Екатерина I - Сахаров Андрей Николаевич. Страница 57
– Да кто же кандидат Волконской-то?
Эти слова, как внезапно раздавшийся удар грома, заставили рассказчицу вздрогнуть и разгневаться: она забыла и то, что не успела договорить, и потеряла самую нить рассказа.
Выругавши кого-то в третьем лице, она продолжала:
– Мы тотчас и положили настаивать на приближении к Самой внучат. На Елизавету Петровну я взялась действовать непосредственно и к ней приставляю свою верную Дуньку.
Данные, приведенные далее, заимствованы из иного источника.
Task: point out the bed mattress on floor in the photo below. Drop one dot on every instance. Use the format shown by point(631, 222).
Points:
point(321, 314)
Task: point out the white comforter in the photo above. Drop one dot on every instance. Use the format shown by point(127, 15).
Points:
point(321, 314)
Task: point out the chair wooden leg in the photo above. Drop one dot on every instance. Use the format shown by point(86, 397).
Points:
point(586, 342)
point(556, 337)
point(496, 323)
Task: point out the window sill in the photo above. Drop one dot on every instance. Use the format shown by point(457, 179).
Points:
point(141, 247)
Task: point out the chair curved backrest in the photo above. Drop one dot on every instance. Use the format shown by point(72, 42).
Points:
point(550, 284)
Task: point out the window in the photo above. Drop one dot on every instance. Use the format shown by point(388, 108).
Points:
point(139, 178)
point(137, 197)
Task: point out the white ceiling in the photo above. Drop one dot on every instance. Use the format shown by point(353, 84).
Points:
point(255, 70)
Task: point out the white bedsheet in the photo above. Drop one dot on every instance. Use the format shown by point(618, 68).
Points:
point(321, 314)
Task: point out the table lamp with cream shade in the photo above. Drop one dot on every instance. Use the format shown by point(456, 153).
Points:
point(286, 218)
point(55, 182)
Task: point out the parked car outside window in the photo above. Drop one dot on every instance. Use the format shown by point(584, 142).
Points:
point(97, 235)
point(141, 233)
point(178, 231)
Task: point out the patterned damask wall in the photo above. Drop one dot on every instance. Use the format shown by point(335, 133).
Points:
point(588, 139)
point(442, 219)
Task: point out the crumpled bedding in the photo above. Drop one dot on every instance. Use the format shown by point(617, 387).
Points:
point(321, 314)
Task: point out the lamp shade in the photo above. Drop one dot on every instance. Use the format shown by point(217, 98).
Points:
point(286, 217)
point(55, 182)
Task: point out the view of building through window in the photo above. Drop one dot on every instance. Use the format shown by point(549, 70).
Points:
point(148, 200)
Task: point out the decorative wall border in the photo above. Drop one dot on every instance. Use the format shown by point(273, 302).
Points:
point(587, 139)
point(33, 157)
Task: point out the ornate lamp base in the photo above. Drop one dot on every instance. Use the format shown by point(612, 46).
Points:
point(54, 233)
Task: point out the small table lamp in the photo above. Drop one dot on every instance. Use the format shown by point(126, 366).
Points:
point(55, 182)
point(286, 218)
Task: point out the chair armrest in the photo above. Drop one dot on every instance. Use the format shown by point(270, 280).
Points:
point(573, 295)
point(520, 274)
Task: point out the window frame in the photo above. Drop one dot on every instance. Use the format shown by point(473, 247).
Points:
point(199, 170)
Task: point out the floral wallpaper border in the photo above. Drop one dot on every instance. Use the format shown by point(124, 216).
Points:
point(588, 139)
– Какую такую? – спросил Павел Иванович.
– Ильиничнину племянницу… Да дело не в ней одной. Она мне нужна не только здесь, а и в других двух местах… уж я сумела её и настроить совсем, как следует… да закружила её так, что она у меня будет верным соглядатаем и за Ванькой Балакиревым… А он…
Ягужинский потерял терпение и, не говоря ни слова, протянул руку хозяйке.
Та, не давая своей руки, а ударив ладонью по руке его, вспылила и была, с своей точки зрения, права, так как Ягужинский не только ничего не открыл ей, но и выведал дружески переданную ему тайну. Уходя поспешно, он заставлял думать, что желает избежать вопросов хозяйки.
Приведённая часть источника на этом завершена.